Both Venus and Bella style their happenings within the context of a theatrical world; Bella’s set, designed by Clint Ramos, resembles a saloon placed within an elaborate false proscenium adorned with Wild West images; it has its own small, Showboat-like stage where several scenes are played as if from some old-time, footlit melodrama. Japhy Weideman’s lighting makes the most of such opportunities, Jeff Suggs provides marvelous projections, Dede M. Ayite’s post-Civil War costumes are charming, director Robert O’Hara’s creative staging is eye-filling, and Camille A. Brown’s lively choreography is infectious.

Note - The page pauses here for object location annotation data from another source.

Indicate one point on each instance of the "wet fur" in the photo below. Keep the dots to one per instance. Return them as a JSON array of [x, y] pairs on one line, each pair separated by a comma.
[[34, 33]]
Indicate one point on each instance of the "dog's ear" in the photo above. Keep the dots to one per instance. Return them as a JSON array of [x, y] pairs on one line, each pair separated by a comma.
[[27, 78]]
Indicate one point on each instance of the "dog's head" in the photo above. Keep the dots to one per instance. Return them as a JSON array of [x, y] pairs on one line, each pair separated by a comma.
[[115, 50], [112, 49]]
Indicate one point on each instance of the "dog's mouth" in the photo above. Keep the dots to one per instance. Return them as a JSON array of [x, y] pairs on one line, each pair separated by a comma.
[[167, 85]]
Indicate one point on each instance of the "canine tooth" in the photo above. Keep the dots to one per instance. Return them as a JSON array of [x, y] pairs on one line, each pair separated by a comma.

Script-wise, Bella is all over the place, unsure of its satirical purposes and sometimes so outrageously phantasmagoric and hopefully provocative it becomes difficult to tell just what it is we’re watching or how seriously we’re supposed to take it. Whatever the show’s intentions may be about unearthing untold stories of black lives in the Wild West days they too often get trampled on in the rush from one bit to the other.
Luckily, Bella is staged and acted with such verve and talent and has such a marvelous, 12-member ensemble, most playing multiple roles, you can simply ignore its messages, whatever they are, and appreciate it for all its buttock-busting, tuchus-tickling, ass-conscious asininity. As they say, life can be bootiful.